# Strat and Tele



## Itchy Brother (Feb 26, 2012)

Tinkering in the shop today and Im working on two Guitar bodies.One is a Walnut top and African Mahogany bottom Tele.The other is a Stratocaster in African Mahogany.They are in rough form right now.Ill post them again when Im finished with them.Whoa,Pic's too darn big.


----------



## BassBlaster (Feb 26, 2012)

Welcome Itchy!!! I think its amazing that you can make a guitar body on the lathe!!!! Just messing with ya! This is the turning section of the forum.

You do amazing work though. Ive been following you on WWT for some time. I always enjoy seeing your pics!!


----------



## Itchy Brother (Feb 26, 2012)

Opps!
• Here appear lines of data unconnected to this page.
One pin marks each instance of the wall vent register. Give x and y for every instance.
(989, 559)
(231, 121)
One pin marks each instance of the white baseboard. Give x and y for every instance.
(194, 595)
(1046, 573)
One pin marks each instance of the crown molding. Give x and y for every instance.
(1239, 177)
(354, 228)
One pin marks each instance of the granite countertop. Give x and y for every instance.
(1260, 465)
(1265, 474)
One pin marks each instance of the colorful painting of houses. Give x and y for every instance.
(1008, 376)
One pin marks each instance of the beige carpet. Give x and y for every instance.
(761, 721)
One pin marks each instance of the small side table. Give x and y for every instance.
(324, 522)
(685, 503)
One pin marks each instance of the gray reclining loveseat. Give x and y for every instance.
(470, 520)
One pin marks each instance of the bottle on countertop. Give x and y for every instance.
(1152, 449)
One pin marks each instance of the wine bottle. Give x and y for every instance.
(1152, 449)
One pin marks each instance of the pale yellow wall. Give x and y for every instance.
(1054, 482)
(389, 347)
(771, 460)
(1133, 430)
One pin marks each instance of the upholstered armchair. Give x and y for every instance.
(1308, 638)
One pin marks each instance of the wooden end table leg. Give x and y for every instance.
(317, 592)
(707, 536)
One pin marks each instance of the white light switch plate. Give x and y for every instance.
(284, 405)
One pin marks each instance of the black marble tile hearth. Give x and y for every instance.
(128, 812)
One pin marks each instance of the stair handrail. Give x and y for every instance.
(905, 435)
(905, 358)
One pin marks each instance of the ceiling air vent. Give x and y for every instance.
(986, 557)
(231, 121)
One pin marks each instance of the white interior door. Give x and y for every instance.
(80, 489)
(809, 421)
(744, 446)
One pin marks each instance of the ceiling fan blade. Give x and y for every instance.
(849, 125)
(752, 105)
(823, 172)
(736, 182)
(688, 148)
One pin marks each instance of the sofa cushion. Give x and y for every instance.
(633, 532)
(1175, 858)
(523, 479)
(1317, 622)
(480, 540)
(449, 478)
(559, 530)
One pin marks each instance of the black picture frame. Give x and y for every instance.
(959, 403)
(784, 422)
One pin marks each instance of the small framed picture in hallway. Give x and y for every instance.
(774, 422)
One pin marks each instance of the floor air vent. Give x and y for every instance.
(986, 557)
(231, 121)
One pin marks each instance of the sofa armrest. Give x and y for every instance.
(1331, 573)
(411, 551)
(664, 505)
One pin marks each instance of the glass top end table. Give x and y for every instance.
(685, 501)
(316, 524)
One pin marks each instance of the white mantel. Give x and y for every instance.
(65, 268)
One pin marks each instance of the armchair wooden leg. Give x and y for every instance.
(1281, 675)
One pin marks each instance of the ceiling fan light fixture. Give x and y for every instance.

Couldnt see the tree's fer the forest!


----------



## Kevin (Feb 26, 2012)

Gary,

We have several luthiers here now so I started a new section for you guys. Yours is the first thread in it. Nice work. 

I'll resize your pictures after dark I'm still millin' like a villian . . . . . . .


----------



## Kenbo (Feb 26, 2012)

Looking good Gary, looking good.


----------



## CodyS (Feb 26, 2012)

Very nice work!

Can't wait to see some more threads in this section!


----------



## Itchy Brother (Feb 26, 2012)

Kevin said:


> Gary,
> 
> We have several luthiers here now so I started a new section for you guys. Yours is the first thread in it. Nice work.
> 
> I'll resize your pictures after dark I'm still millin' like a villian . . . . . . .


Thanks Kevin.


----------



## LoneStar (Feb 26, 2012)

Kevin said:


> millin' like a villian . . . . . . .



Kevin that needs to be your signature, and why isnt it already ?? 

Gary, If this is "moderately skilled", I cant wait to see once you get good !


----------



## Kevin (Feb 26, 2012)

Looks like one of the mods resized it already thanks whoever you were. 

We need to move any luthier-type threads into this section so any members who have one i.e. Spanky etc. let a mod know so we can move it here. I'm really swamped right now guys so I could use all the help I can get. . . . .

Thanks guys I am loving the people who are continuing to build this unique site and I appreciate each and every one of you. 




.


----------



## Itchy Brother (Feb 27, 2012)

I finished the Walnut African Mahogany one.


----------